Al 4.000 aanmeldingen voor gastlessen Bank voor de klas
Bijna 4.000 bankmedewerkers hebben zich al aangemeld om tijdens de Week van het geld gastlessen te verzorgen aan kinderen van groep 6, 7 en 8 van het basisonderwijs. Als gastdocent geeft de bankmedewerker samen met de leraar van de klas een les over de vele aspecten van geld en omgaan met geld. Van 14 t/m 18 maart 2016 vindt voor de zesde keer de Week van het geld plaats. Met de vorige editie werden in 4.500 gastlessen ongeveer 140.000 kinderen in het basisonderwijs bereikt.
Belang van financiële educatie is groot
Jongeren krijgen steeds meer financiële verantwoordelijkheid. Lenen begint vaak al vroeg, schulden vormen voor jongeren een toenemend probleem. Daarin moeten ze begeleid worden, aldus de Nederlandse Verenging van Banken. In de eerste plaats thuis, maar ook op school kan financiële educatie kinderen ondersteunen. Zo wordt de basis gelegd voor financiële zelfredzaamheid op latere leeftijd.
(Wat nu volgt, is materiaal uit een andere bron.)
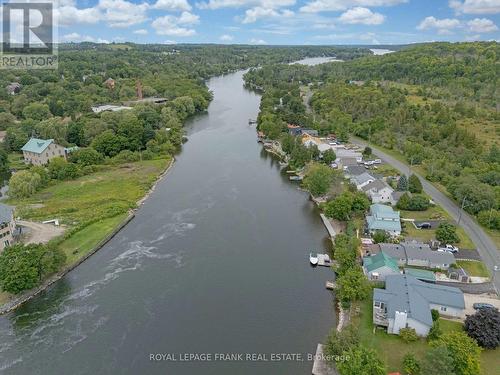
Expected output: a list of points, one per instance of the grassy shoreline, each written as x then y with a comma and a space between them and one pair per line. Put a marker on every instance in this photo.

Impressie Bank voor de klas 2015
Ook vorig jaar gaven duizenden enthousiaste bankmedewerkers financiële gastlessen op basisscholen in heel Nederland. In 2015 waren het 4.500 bankmedewerkers die ruim 140.000 basisschoolleerlingen verzorgden. In onderstaande video een impressie van 2015.
Cash Quiz
De Cash Quiz staat centraal in de gastlessen. Leerlingen strijden in teams tegen elkaar en krijgen vragen over omgaan met geld. Een gastles duurt 90 minuten. Aanmelden als gastdocent doe je hier.
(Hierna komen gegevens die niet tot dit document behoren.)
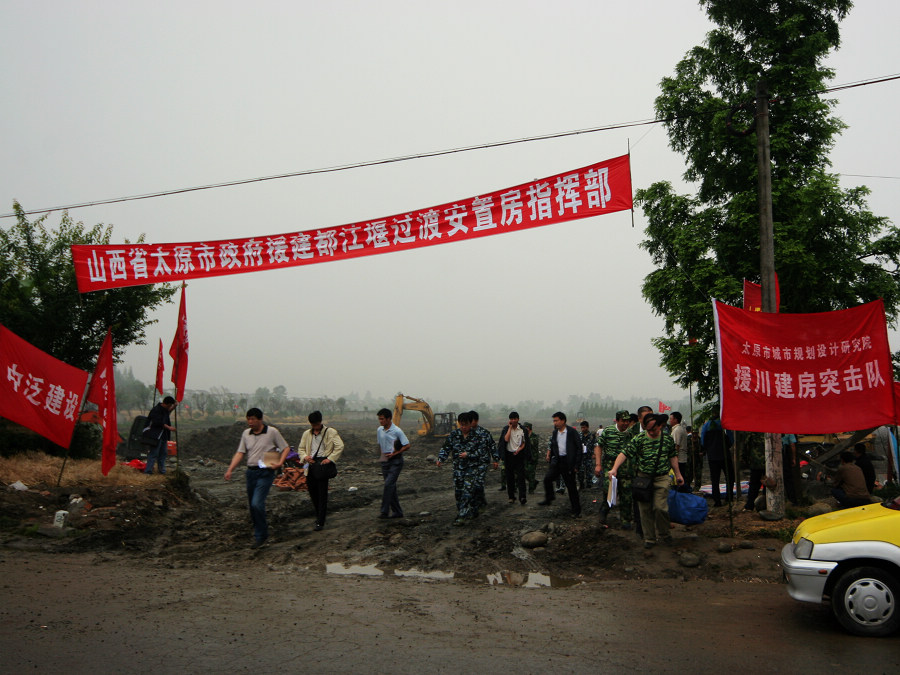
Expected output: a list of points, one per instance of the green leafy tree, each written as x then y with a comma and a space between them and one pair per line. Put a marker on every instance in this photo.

De leraar krijgt Cash Quiz na afloop cadeau, zodat hij of zij het spel nog eens met de klas kan spelen. De Cash Quiz is een actuele aanvulling op bestaand lesmateriaal en de klas kan het spel het hele schooljaar door gebruiken.
Effect gastlessen
Leerlingen in het basisonderwijs hebben baat bij de gastlessen die bankmedewerkers geven tijdens de Week van het geld. Dat blijkt uit een evaluatie die het Nibud en de Hogeschool Utrecht in mei 2014 uitvoerden naar het effect van de lessen. Al na één gastles wist tweederde van de leerlingen meer over geldzaken dan daarvoor. Voor de les beantwoordden leerlingen gemiddeld 54% van de vragen goed, na de les was dat percentage gestegen naar 65%.